Apropos of nothing, pictures of Tominey and Prince Andrew chuckling are still on her website.
Seemingly completely comfortable with the contradiction, the papers’ reviews6 of the second episode of the documentary have largely been yawns and grumbles that there’s “nothing new in it”, while their news pages have hysterical fun shouting about the Royal Family’s anger and determination to take revenge on the BBC for ‘republican’ Rajan’s disrespect.
A delay to the accompanying podcast series — also presented by Rajan or one of the clones of him produced in a basement at Broadcasting House — has been presented as a sign that the BBC is running scared (“BBC blinks first!”, The Daily Express). But the broadcaster says it will be released as a “box set when it’s ready”. A more likely explanation is that as with the documentary, the second part of which had to be significantly re-edited after Meghan apologised to the court for misleading it, the podcasts have required more work.
The clearest sign that Rajan will be in the firing line for the press for some time is that The Mail and Mail on Sunday exhumed an old story to create an attack line. On Sunday, Glen Owen and Jonathan Bucks got a double page spread out of the shock news that… The Independent endorsed the Tory/Lib-Dem coalition for another term on the eve of the 2015 general election, under the headline:
The answer — known to anyone who has paid attention to the press in the past six years/read a copy of Private Eye — is “obviously, yes".
In a classic Monday Mail follow up, the weekday paper asked:
Riddle of BBC host's swing behind Tories won't hold him back from promotion, insiders say
Again, the answer is obvious: “No. Not even slightly.” Rajan is such a consumate ass7 kisser that he’s lucky not to have been banned from every donkey sanctuary south of the M25.
The papers’ bandwagon will move on from Rajan to the next ‘scandal’ they can use to batter the BBC and he — a Swiss Army knife entirely made up of that odd tool for getting stones out of horses’ hooves — will continue to be drafted in to fill every presenting gap.
Look out for Rajan on Rajan on Rajan, premiering in December 2030, in which Amol Rajan reacts to his series of interviews with himself.
Which is, in fact, the collective noun for royal correspondents.
The oleaginous Witchell is so supine that he’s said that Charles was right.

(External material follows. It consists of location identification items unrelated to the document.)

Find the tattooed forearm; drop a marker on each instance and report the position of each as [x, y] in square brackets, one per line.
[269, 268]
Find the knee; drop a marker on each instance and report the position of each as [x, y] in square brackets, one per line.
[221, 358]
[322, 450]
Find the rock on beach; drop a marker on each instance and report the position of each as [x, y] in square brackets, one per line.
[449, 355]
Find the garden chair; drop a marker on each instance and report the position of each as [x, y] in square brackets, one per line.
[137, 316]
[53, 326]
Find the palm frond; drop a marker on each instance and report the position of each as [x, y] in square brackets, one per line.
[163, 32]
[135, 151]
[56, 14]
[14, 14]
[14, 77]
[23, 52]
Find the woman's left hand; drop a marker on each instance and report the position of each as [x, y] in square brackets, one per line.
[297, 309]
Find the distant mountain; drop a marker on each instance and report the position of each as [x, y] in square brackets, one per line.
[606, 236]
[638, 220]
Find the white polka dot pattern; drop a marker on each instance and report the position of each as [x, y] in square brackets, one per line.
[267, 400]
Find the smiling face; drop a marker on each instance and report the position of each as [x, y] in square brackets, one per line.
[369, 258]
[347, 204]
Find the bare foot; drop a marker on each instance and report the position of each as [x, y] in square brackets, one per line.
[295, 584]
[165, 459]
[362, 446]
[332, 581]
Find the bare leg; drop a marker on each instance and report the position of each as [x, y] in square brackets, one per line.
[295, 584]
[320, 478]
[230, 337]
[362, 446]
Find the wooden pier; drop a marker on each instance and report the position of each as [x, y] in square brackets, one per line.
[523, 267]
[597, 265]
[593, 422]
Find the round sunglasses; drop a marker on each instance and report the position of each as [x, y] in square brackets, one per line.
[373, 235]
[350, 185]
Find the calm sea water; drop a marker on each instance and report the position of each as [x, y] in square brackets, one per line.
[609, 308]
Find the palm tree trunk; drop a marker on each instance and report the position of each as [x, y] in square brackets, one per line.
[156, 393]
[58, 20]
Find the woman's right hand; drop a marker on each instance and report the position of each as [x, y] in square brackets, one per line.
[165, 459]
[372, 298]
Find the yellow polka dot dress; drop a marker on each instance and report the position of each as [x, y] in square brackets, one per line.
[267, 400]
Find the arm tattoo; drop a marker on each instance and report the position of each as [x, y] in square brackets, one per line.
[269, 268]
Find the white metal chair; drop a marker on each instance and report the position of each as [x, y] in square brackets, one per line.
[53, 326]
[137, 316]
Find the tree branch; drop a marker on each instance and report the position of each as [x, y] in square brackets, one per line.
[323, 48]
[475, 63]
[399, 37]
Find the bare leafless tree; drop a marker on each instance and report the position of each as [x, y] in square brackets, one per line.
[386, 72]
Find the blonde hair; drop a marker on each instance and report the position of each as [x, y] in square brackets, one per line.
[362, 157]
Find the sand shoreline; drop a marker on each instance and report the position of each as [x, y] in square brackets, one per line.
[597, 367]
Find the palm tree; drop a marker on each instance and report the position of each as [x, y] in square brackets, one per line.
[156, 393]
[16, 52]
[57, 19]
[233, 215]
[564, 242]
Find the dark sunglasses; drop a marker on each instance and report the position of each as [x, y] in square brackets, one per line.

This usually means waiting uninvited outside someone’s home in order to obtain an interview or photograph, but it’s applied a little more loosely here.
Pun intended.
In The Me You Can’t See, Harry said of that experience: “It was like I was outside of my body, just walking along, doing what was expected of me, showing one tenth of the emotion that everyone was showing.”
Reviews: The Times | The Daily Telegraph | The Guardian
Yes, I used this blatant Americanism purely to make the joke work. I’m not even remotely above it.